- Born: Olive Eva Anstey 9 August 1920 Fremantle, Western Australia
- Died: 19 August 1983 (aged 63) Shoalwater, Perth, Australia
- Burial place: Karrakatta cemetery
- Education: Royal Perth Hospital; diploma in nursing administration at the College of Nursing, Melbourne;
- Occupation: Hospital matron
- Years active: 1944–1981

= Olive Anstey =

Australian nurse (1920–1983)

Olive Eva Anstey (9 August 1920 - 18 August 1983) was an Australian hospital matron.

==Life==
Born at Fremantle to sawmill benchman Terence Edwin Anstey and Eva Annie, née Donovan, Olive and her family moved to Sydney when she was eighteen months old. She moved back to Western Australia in 1934, learning shorthand and typing at Perth Technical College before starting work at a box factory in 1935 at the age of 15 (continuing her studies at night). She began training to be a nurse at the Royal Perth Hospital in 1941, despite the disapproval of her family who viewed nursing as "servitude". Passing her final examinations in 1944, she won election to the local council of the Australasian Trained Nurses Association. She campaigned in 1946 for better pay and conditions before returning to Sydney to study midwifery, running a small private hospital from 1947. She was honorary founding secretary of the New South Wales College of Nursing in 1949 before moving to South Australia as a community health nurse.

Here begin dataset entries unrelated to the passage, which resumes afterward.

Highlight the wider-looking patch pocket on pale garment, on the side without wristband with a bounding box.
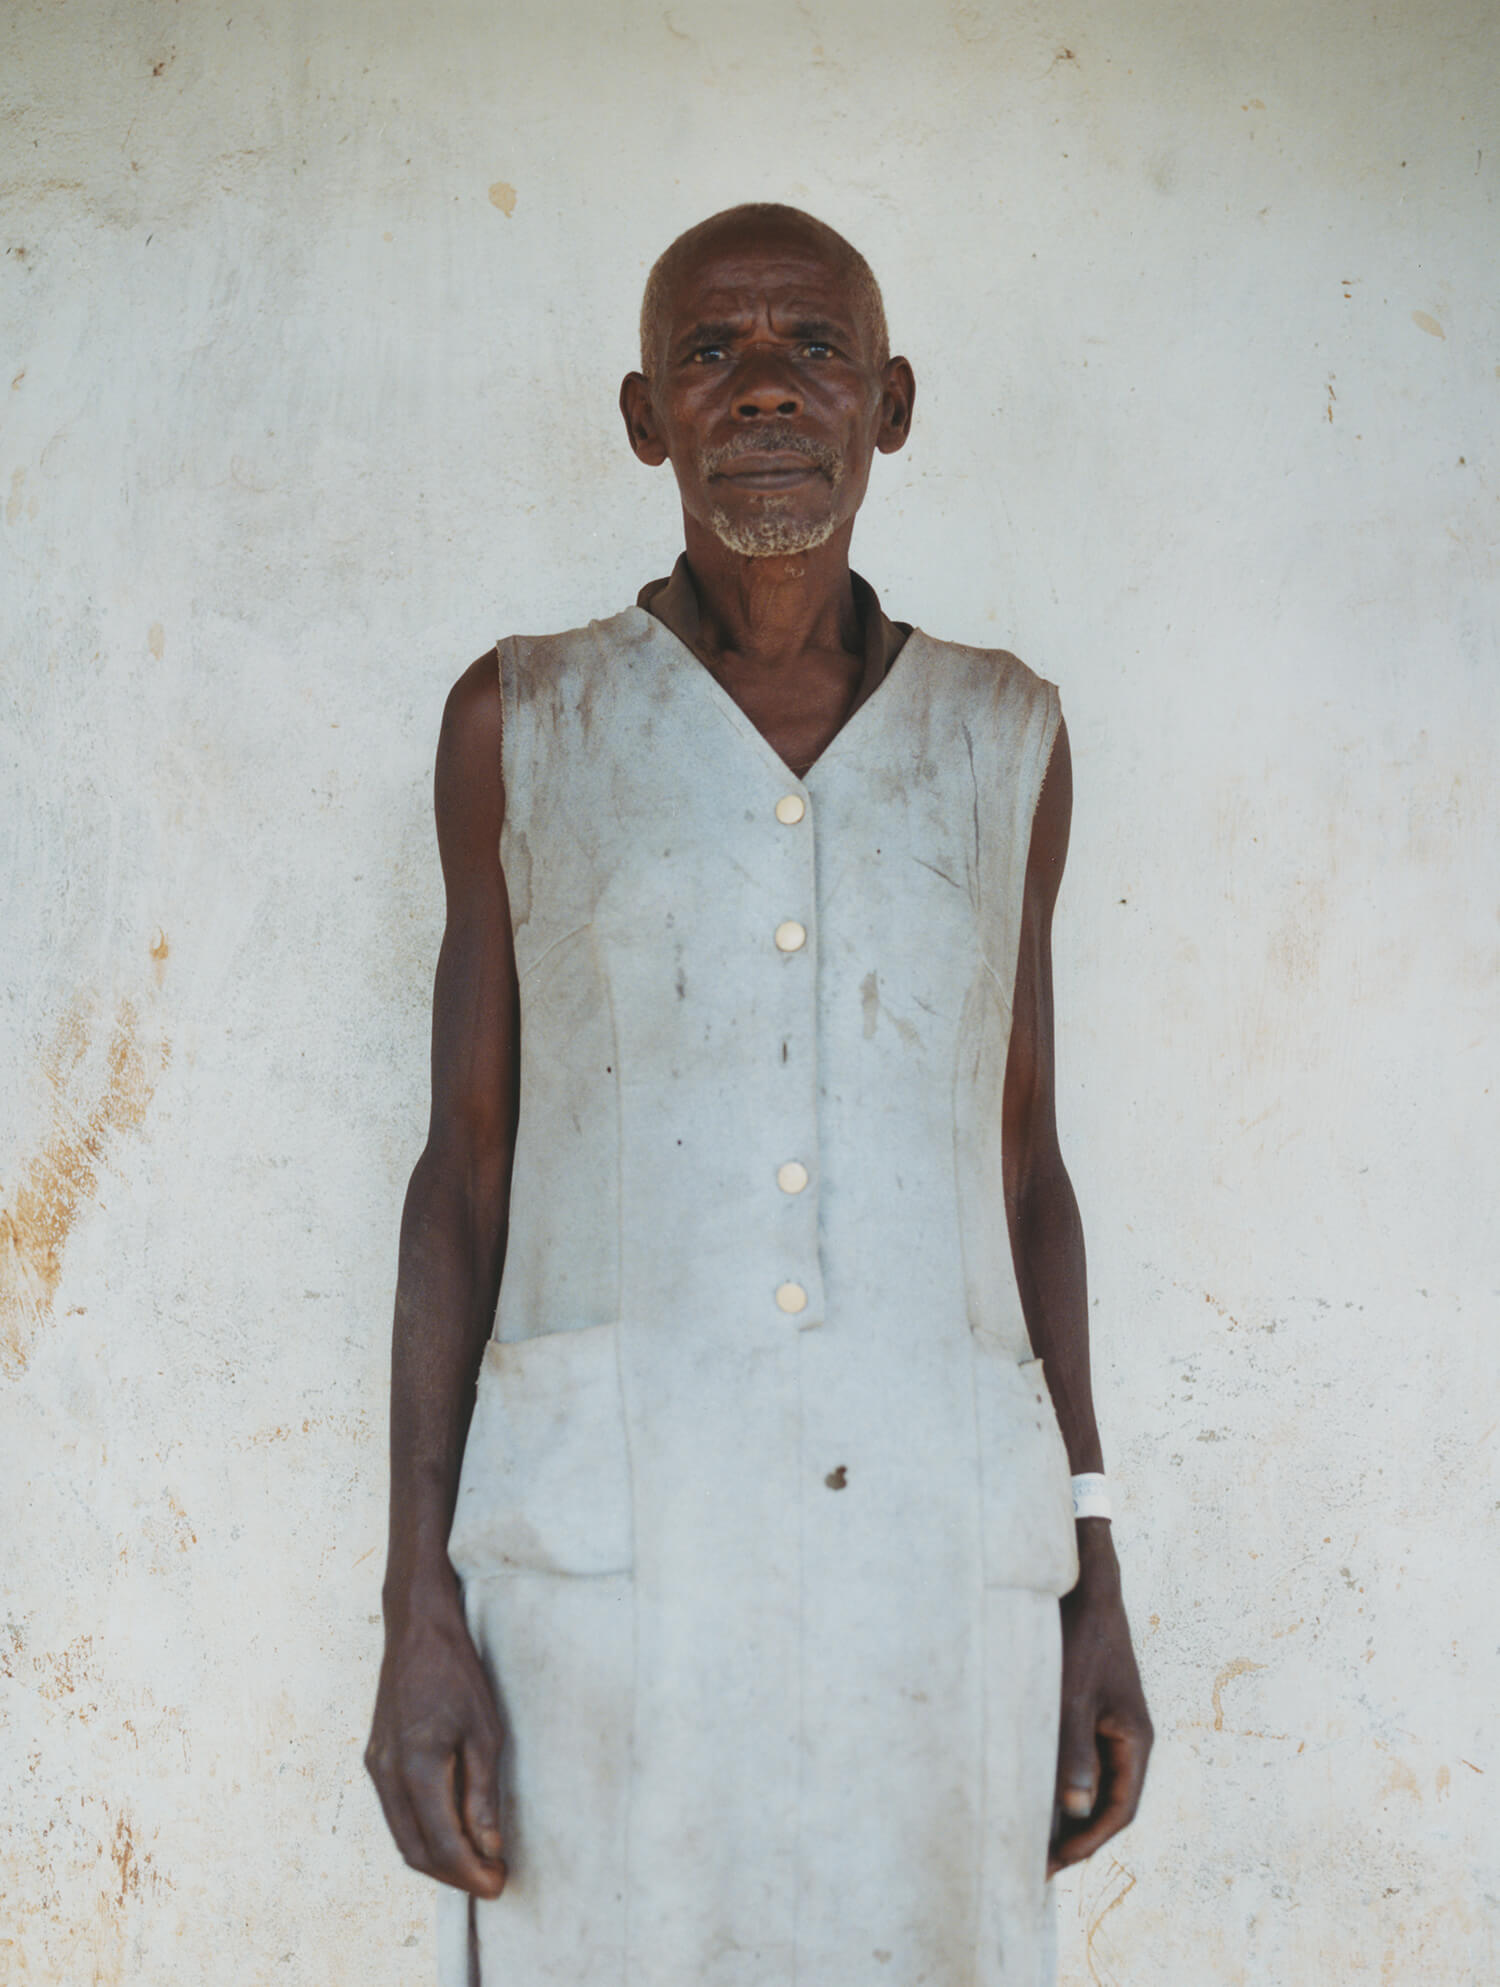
[447,1323,632,1580]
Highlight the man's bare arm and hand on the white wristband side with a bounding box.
[1003,727,1152,1870]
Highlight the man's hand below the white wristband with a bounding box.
[1047,1518,1152,1876]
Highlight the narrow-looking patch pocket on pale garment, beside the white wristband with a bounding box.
[974,1333,1079,1594]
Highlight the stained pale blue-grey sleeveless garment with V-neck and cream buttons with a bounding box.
[439,606,1077,1987]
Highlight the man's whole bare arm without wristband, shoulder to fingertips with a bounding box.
[366,652,519,1898]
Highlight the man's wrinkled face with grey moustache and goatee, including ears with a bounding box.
[622,223,910,558]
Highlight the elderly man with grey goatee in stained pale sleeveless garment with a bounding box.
[368,207,1150,1987]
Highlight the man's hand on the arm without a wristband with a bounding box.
[366,1572,505,1898]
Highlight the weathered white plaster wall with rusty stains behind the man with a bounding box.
[0,0,1500,1987]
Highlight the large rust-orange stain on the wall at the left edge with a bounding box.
[0,999,165,1377]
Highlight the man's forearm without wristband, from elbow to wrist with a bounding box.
[385,1148,505,1611]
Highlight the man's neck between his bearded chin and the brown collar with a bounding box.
[675,519,862,670]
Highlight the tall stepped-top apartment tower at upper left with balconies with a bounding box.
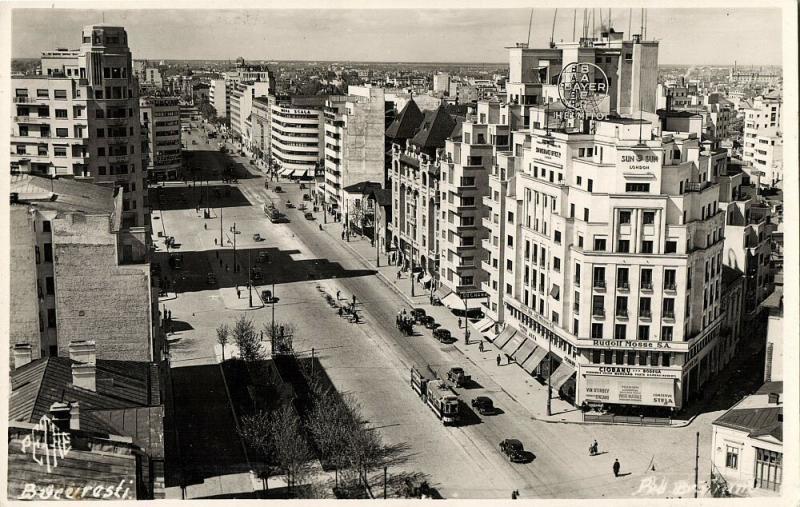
[11,25,148,227]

Anstey returned to Perth in 1953 to work at the Perth Chest Clinic, and was appointed matron of the new Perth Chest Hospital in May 1958 after studying nursing administration at the College of Nursing, Australia, in Melbourne. The hospital was renamed the Sir Charles Gairdner Hospital and Anstey extended its responsibilities into community health. In 1958 she was elected councillor of the Royal Australian Nursing Federation (RANF)'s Western Australian branch, of which she would serve as president from 1962 to 1966. She was on the council of the College of Nursing, Australia, from 1964 to 1971 and federal president of the RANF from 1971 to 1975. From 1977 to 1981 she was president of the International Council of Nurses.

"Throughout her career Olive was a staunch advocate for better working conditions and pay for nurses, working on various committees with the
goal of obtaining recognition of nursing as a profession."

Anstey retired in 1981. She had been appointed MBE in 1969 and was elevated to CBE in 1982. On the night of 18–19 August 1983 she died suddenly at Shoalwater and was buried in Karrakatta cemetery. She is commemorated by an accommodation block for student nurses at Sir Charles Gairdner Hospital (1974) and the Olive Anstey Nursing Fund, established shortly after her death.